Em 2022, lançou o mais recente título da sua filmografia, “Km 224”, com produção de Paulo Branco, com quem se tinha reconciliado após décadas de afastamento e com quem estava a desenvolver um projeto de adaptação de “Lavagante”, uma obra inacabada do escritor José Cardoso Pires, editada a título póstumo em 2008.
“Eu gosto de fazer filmes para as salas, tenho a noção de que a prazo não direi que está condenado, mas é uma coisa que vai representar muito pouco na economia do cinema. Enquanto eu puder fazer filmes, e enquanto houver salas, vou fazendo, mas deixou de ser a minha prioridade. A coisa que eu mais gosto na vida é filmar com atores, mas se não filmar, farei outra coisa. Gosto muito de escrever e tenho projetos de livros para escrever”, disse à Lusa, em 2022.

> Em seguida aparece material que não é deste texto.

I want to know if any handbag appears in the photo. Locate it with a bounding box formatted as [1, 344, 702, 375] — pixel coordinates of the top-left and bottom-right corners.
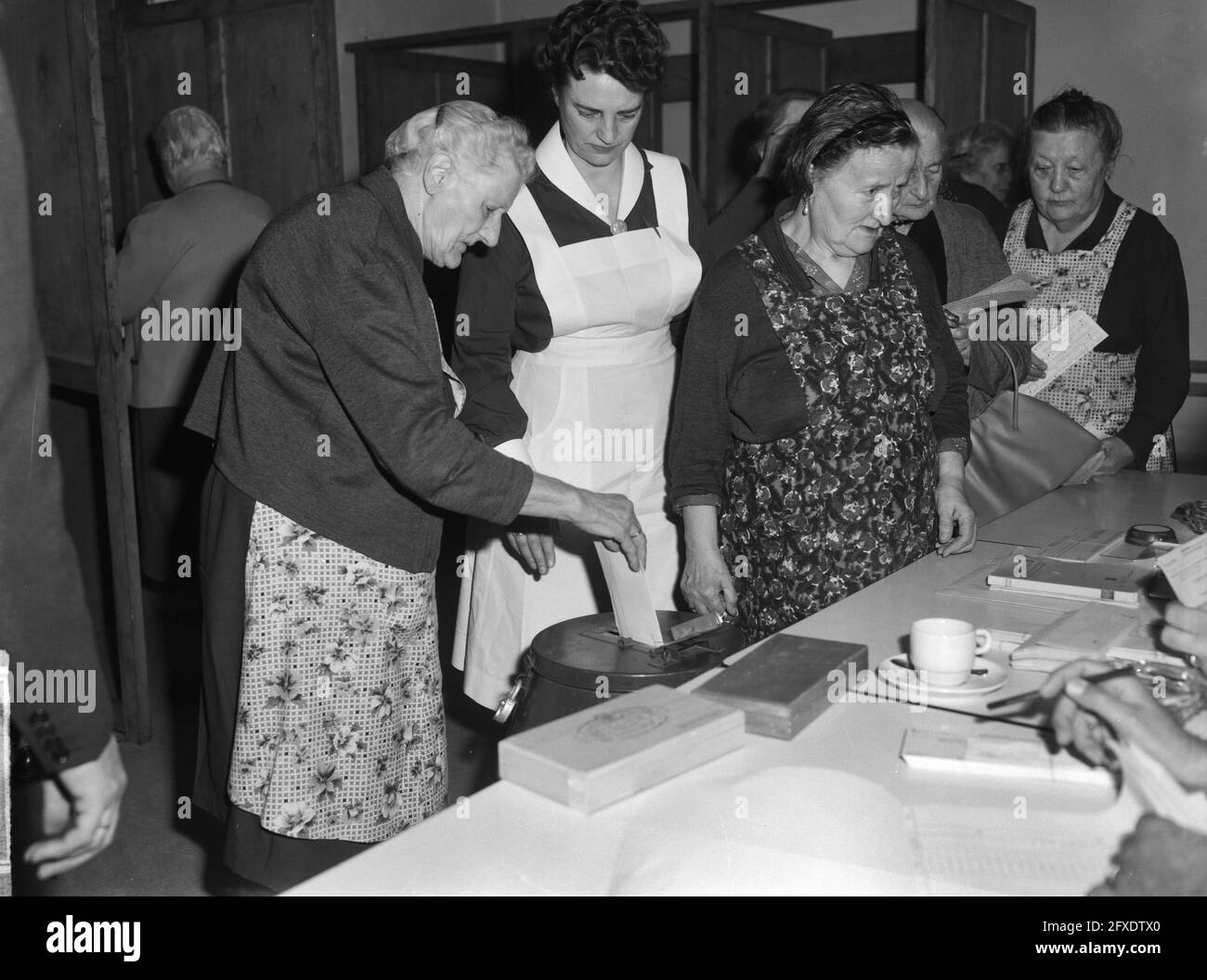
[965, 342, 1099, 526]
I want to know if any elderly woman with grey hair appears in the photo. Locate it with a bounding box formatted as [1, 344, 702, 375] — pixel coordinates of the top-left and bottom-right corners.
[187, 103, 644, 888]
[117, 105, 273, 584]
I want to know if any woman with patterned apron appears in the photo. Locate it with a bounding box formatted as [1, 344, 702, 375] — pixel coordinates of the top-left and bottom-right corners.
[190, 103, 641, 889]
[453, 3, 707, 707]
[671, 84, 975, 638]
[1005, 89, 1190, 475]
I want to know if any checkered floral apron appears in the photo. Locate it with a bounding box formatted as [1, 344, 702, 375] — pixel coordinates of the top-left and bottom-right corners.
[720, 237, 938, 641]
[1003, 200, 1174, 471]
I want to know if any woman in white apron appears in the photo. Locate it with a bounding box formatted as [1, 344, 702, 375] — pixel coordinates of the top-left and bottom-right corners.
[1005, 89, 1190, 475]
[453, 0, 707, 707]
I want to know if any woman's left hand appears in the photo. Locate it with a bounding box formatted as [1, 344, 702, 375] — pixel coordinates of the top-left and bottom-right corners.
[1090, 814, 1207, 896]
[507, 518, 558, 574]
[934, 477, 977, 558]
[1094, 435, 1136, 477]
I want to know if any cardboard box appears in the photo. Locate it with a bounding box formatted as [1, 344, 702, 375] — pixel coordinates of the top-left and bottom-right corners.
[696, 634, 868, 739]
[499, 684, 745, 814]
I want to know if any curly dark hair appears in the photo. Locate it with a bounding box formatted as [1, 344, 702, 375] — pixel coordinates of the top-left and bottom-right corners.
[535, 0, 670, 94]
[781, 82, 918, 197]
[1022, 87, 1123, 165]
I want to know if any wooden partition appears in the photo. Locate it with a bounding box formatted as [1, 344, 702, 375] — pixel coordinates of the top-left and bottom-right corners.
[0, 0, 151, 742]
[106, 0, 343, 230]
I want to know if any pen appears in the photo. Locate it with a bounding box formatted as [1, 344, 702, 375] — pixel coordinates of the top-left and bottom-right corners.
[985, 665, 1136, 711]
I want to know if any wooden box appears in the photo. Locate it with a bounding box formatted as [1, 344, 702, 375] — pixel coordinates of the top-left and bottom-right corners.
[499, 684, 746, 814]
[696, 634, 868, 739]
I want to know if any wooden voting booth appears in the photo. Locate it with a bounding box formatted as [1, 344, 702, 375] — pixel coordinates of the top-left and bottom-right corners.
[347, 0, 1035, 213]
[0, 0, 342, 742]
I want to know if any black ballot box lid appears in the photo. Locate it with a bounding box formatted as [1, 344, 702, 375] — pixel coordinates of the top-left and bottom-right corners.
[531, 611, 746, 691]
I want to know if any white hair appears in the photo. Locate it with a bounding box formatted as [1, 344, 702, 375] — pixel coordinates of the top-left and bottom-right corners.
[154, 105, 230, 173]
[385, 99, 536, 182]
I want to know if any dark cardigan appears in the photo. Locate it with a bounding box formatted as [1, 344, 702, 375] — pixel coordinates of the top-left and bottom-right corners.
[189, 168, 532, 572]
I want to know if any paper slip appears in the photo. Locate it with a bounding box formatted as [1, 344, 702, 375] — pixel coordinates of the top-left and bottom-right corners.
[1110, 740, 1207, 834]
[595, 541, 664, 647]
[1019, 310, 1107, 395]
[1156, 535, 1207, 610]
[942, 274, 1038, 320]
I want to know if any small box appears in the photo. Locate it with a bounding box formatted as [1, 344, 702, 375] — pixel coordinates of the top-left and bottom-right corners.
[499, 684, 746, 814]
[695, 634, 868, 739]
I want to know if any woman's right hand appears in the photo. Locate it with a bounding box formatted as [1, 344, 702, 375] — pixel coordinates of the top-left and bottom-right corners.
[570, 489, 646, 572]
[680, 547, 737, 615]
[1039, 659, 1207, 790]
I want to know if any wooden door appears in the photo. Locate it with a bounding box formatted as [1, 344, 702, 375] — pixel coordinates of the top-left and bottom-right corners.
[0, 0, 151, 742]
[926, 0, 1035, 132]
[697, 7, 832, 213]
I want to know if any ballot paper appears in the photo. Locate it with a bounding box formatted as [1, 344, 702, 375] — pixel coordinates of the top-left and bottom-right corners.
[1110, 740, 1207, 834]
[610, 767, 1135, 896]
[942, 273, 1038, 321]
[1019, 310, 1107, 395]
[595, 541, 665, 647]
[1156, 535, 1207, 610]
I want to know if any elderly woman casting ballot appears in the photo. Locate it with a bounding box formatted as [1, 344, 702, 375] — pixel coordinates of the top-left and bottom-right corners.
[670, 84, 975, 638]
[193, 103, 644, 888]
[1005, 88, 1190, 474]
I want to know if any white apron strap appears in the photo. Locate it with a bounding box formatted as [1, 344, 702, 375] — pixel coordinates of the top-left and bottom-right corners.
[646, 149, 689, 241]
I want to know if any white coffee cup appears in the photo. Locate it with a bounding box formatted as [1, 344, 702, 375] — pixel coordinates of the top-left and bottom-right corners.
[909, 618, 993, 687]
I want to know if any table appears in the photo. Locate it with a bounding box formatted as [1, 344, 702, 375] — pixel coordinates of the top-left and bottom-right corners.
[978, 470, 1207, 548]
[289, 473, 1207, 896]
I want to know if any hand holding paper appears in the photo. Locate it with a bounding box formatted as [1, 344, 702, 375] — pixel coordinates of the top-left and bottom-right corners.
[595, 541, 664, 647]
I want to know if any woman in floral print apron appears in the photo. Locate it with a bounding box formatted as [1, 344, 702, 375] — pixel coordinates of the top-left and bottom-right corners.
[1005, 89, 1190, 475]
[192, 101, 644, 889]
[671, 84, 975, 638]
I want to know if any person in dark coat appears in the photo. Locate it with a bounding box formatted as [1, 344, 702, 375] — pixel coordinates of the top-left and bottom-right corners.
[0, 49, 127, 879]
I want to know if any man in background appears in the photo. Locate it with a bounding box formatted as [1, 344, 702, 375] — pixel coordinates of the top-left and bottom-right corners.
[0, 47, 125, 879]
[893, 99, 1042, 419]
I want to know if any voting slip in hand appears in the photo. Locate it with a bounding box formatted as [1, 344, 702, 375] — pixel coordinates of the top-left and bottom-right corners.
[942, 273, 1039, 322]
[595, 541, 663, 647]
[1156, 535, 1207, 610]
[1019, 310, 1107, 395]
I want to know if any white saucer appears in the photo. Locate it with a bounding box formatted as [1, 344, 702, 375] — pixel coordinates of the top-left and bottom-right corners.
[876, 653, 1009, 698]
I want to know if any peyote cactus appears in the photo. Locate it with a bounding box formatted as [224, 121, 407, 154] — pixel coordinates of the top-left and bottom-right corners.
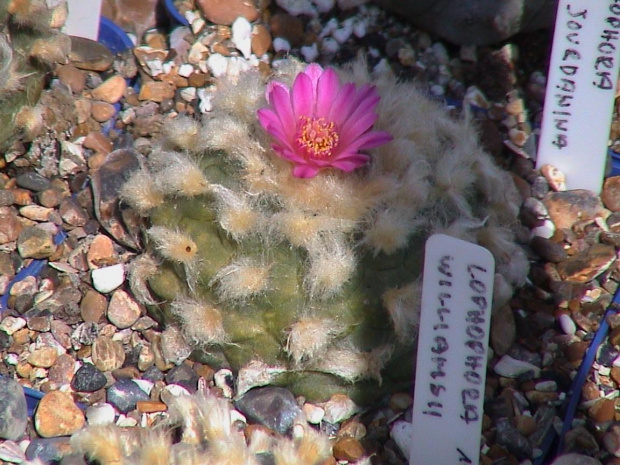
[122, 60, 527, 403]
[0, 0, 71, 151]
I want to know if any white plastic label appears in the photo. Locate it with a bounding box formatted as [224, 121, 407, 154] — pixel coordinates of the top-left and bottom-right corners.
[62, 0, 102, 40]
[409, 234, 495, 465]
[536, 0, 620, 193]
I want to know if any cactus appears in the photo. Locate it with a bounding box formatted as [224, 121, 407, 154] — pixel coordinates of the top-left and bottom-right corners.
[121, 60, 528, 403]
[0, 0, 71, 151]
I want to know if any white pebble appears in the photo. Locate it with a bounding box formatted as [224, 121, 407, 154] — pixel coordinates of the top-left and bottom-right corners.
[390, 421, 414, 457]
[179, 87, 196, 102]
[207, 53, 228, 77]
[178, 63, 194, 77]
[197, 88, 213, 113]
[531, 220, 555, 239]
[213, 368, 234, 399]
[493, 355, 540, 378]
[231, 16, 252, 58]
[353, 19, 368, 39]
[312, 0, 336, 13]
[91, 263, 125, 294]
[86, 402, 116, 426]
[276, 0, 316, 17]
[272, 37, 291, 53]
[332, 26, 353, 44]
[300, 42, 319, 63]
[321, 37, 340, 54]
[558, 313, 577, 334]
[0, 316, 26, 336]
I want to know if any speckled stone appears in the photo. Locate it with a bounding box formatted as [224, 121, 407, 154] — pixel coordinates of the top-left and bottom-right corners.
[71, 363, 107, 392]
[34, 391, 85, 438]
[235, 386, 301, 434]
[107, 378, 150, 413]
[0, 377, 28, 440]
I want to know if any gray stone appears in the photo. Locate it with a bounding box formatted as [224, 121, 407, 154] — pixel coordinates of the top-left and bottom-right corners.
[374, 0, 557, 45]
[0, 377, 28, 440]
[235, 386, 301, 434]
[107, 378, 150, 413]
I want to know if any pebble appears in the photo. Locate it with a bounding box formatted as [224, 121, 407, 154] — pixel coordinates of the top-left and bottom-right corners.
[235, 386, 301, 434]
[92, 74, 127, 104]
[15, 171, 51, 192]
[493, 355, 540, 378]
[91, 263, 125, 294]
[71, 363, 107, 392]
[196, 0, 259, 26]
[80, 289, 108, 323]
[333, 438, 366, 462]
[26, 437, 73, 463]
[17, 226, 56, 259]
[106, 289, 144, 328]
[34, 391, 85, 438]
[0, 441, 26, 463]
[92, 336, 125, 372]
[28, 347, 58, 368]
[0, 377, 28, 440]
[107, 378, 150, 413]
[86, 402, 116, 425]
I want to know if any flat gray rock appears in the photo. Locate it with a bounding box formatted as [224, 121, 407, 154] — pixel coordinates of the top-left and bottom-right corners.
[0, 377, 28, 440]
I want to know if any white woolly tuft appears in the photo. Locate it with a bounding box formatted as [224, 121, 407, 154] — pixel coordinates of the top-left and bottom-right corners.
[127, 253, 159, 305]
[170, 297, 227, 346]
[147, 226, 198, 264]
[148, 150, 211, 197]
[119, 169, 164, 216]
[286, 318, 344, 365]
[209, 257, 270, 301]
[213, 185, 261, 241]
[304, 235, 356, 299]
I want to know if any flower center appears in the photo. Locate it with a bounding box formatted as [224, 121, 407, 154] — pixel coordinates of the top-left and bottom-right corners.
[295, 116, 340, 159]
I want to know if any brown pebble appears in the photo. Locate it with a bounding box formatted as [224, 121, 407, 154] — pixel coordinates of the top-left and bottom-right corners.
[92, 74, 127, 103]
[91, 336, 125, 371]
[80, 289, 108, 323]
[333, 437, 366, 462]
[196, 0, 259, 26]
[138, 81, 174, 103]
[588, 398, 615, 423]
[90, 101, 116, 123]
[136, 400, 168, 413]
[56, 64, 86, 94]
[252, 24, 271, 57]
[83, 131, 114, 155]
[28, 347, 58, 368]
[34, 391, 84, 438]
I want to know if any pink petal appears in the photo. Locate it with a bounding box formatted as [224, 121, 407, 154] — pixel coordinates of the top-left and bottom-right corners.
[326, 83, 355, 127]
[315, 68, 340, 118]
[340, 112, 378, 147]
[291, 73, 314, 118]
[293, 165, 319, 178]
[271, 87, 297, 133]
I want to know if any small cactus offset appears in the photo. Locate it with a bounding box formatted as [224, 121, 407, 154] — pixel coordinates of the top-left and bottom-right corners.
[0, 0, 71, 151]
[122, 60, 527, 403]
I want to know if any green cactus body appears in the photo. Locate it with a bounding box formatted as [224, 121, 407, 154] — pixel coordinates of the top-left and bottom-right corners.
[122, 58, 527, 403]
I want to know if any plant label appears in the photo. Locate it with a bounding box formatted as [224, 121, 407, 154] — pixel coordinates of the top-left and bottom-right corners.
[536, 0, 620, 193]
[409, 234, 495, 465]
[62, 0, 102, 40]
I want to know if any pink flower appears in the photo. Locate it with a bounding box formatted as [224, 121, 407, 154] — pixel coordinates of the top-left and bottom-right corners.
[258, 63, 392, 178]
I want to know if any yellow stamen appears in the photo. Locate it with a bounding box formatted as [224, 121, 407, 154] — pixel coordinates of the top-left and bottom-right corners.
[295, 116, 340, 159]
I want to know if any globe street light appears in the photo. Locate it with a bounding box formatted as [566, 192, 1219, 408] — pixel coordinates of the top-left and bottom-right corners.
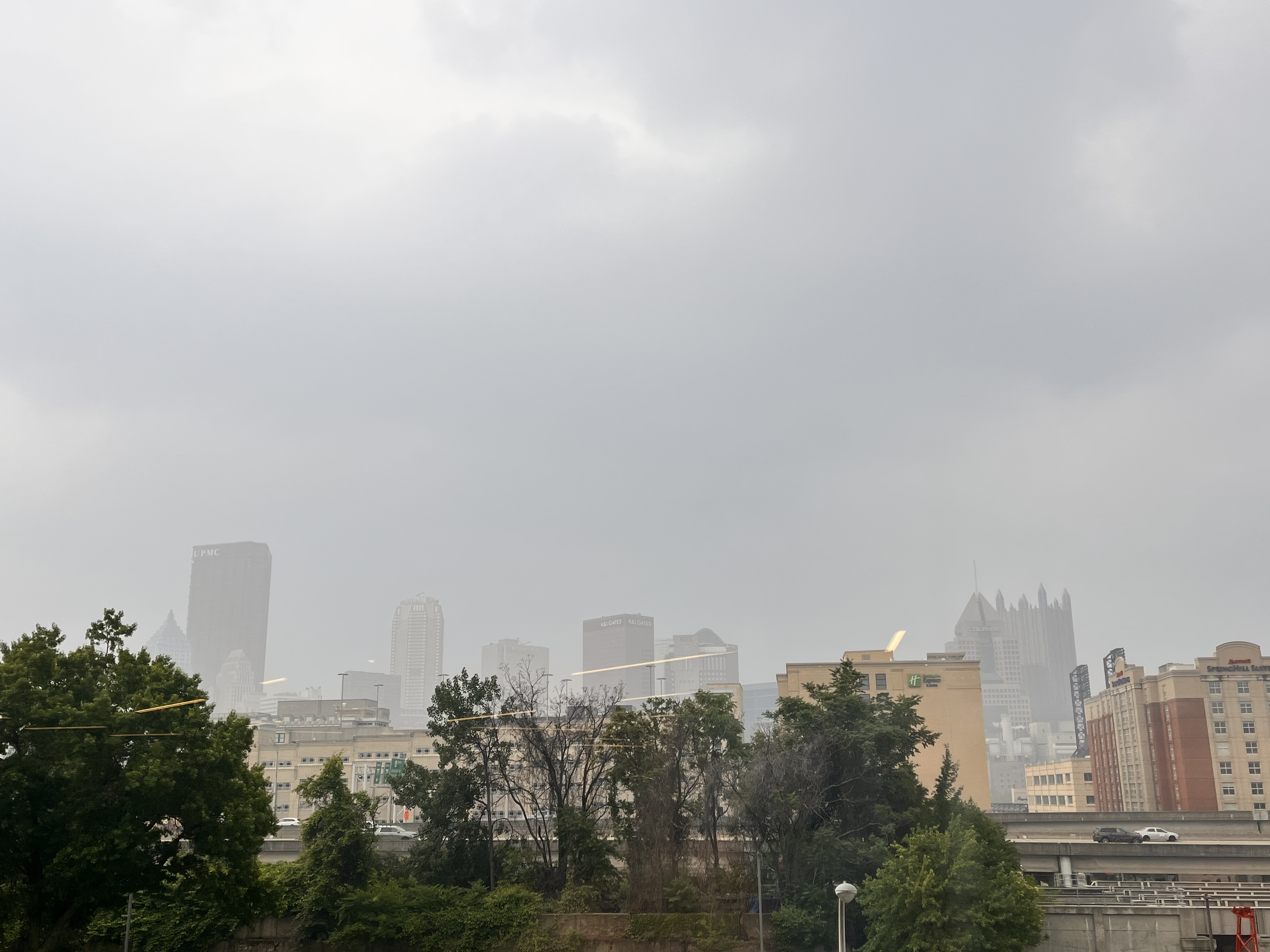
[833, 882, 856, 952]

A par do cinema, tendo assinado vários êxitos de bilheteira, como “A Bela e o Paparazzo” (2010), António-Pedro Vasconcelos também foi crítico de literatura e cinema, cronista e comentador televisivo, “com forte intervenção cívica”, como escreveu José Jorge Letria no livro de entrevista com o realizador, “Um cineasta condenado a ser livre” (2016).
No comentário televisivo, António-Pedro Vasconcelos, adepto do Benfica, integrou o programa de debate desportivo “Trio d’Ataque”, da RTP, do qual saiu em 2011.
Um dos campos de intervenção foi na Associação Peço a Palavra, que dirigiu, e através da qual que se bateu publicamente contra a privatização da TAP. Também integrou movimentos de defesa do serviço público, como o que existiu em 2012, durante o período da ‘troika’.
Em 1992, foi condecorado com a Ordem do Infante D. Henrique pelo então Presidente da República, Mário Soares, para quem tinha feito os tempos de antena.